Property in early societies

3. The institution of private property has evolved under diverse conditions; the question of its origin is not the same as that of its present justification. In early societies individual property rights were not very clearly marked. Every tribe asserted against other tribes, and tried to uphold, by war, its claims upon its customary hunting-grounds; but the claims of the individual hunter and fisher within the tribe did not often come into conflict. Private property at the outset was in personal possessions, ornaments, weapons, utensils, which were very meager in that primitive society where it was the custom "to go calling with a club instead of a card-case." Only later came individual property in land. A few years ago it was generally believed that the organization of the old German tribes was politically an almost perfect democracy, and economically a communism wherein all had equal claims on the land. To-day this opinion is very seriously questioned. It seems probable that the so-called communism was really an oligarchy of the favored, and that the masses lived in subjection, cut off from all but a meager share in the public property.

Origin vs. present justification of property

However that may have been, strong forces within historic times have put an end to the common ownership and tillage of land as it existed among the serfs of Europe. The common tillage of land was shown by experience to be wasteful. Not only did competition tend to bring the economic agents into more efficient hands, but the movement was furthered by many acts of injustice and violence on the part of those in power. Inquiries into the origin and development of this social institution are interesting and helpful in forming an estimate of its present significance, but the problems of the past are not those of to-day. Whether or not the ancient beginning of property in Europe was in violence and evil has but a remote bearing on the question as to the present working of it. Social conditions and needs have not changed more than have the forms and limits of property itself. Each generation has its own problems to solve, and each must test existing institutions by their present results, ignoring for the most part the evils of the past.

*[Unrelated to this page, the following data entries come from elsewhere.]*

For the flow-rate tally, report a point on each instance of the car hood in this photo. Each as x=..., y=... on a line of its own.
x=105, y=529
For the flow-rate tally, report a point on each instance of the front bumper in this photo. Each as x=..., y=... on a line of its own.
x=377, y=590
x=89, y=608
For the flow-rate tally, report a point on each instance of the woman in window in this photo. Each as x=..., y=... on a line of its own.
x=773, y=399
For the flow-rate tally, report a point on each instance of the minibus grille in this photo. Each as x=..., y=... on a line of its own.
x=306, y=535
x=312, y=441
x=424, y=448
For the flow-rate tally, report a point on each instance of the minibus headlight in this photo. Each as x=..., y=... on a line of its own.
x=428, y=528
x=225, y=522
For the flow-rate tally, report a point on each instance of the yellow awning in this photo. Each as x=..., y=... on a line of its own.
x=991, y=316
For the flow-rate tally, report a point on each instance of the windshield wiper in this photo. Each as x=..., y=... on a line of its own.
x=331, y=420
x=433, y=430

Social expediency the ground of private property

Shifting limits of the law of property

4. Private property may now be justified mainly on the grounds of social expediency. This is a broad explanation under which can be brought the many varying conditions; but it has the fault of a broad explanation, that it needs be further explained. Conceding that private property works hardship to the individual in many cases, it must be justified on the ground that, on the whole, it furthers the progress of society. Private property is looked upon by some as merely reflecting or expressing the economic inequalities of men; the man poor in ability is the man poor in property. It is looked upon by others as exaggerating, indeed at times reversing, the economic abilities of men. In general, it must be judged by this test: Does it further the welfare of society better than would any alternative plan for the control of economic wealth? The question is not whether it is faultless, for no human institution is so. Nor must it be assumed that property is a fixed and uniform mode of control; there are many kinds of property. Different parts of wealth may be treated in different ways: there may be private property in wagons, and public property in roads; private property in houses, and public property in forests; private property in automobiles, and, in some countries, public property in railway-carriages. But any rule of property, like any other workable human law, must be applicable to all individuals that meet the conditions. Hence any human institution must be judged by its average working, not by exceptional cases.

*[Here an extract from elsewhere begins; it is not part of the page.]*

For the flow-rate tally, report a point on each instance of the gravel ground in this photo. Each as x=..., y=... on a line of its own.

The very acceptance of the theory of social expediency implies the need of a readjustment of the institution of private property; for private property, as it is found to-day, is complicated by many historical accidents. Survivals of ancient injustice and relics of feudal institutions that rest on no vital reason remain in our new country as well as in the older ones. The limits of property in many respects are determined, not according to the logic of expediency, but by the social inertia which often governs succeeding generations.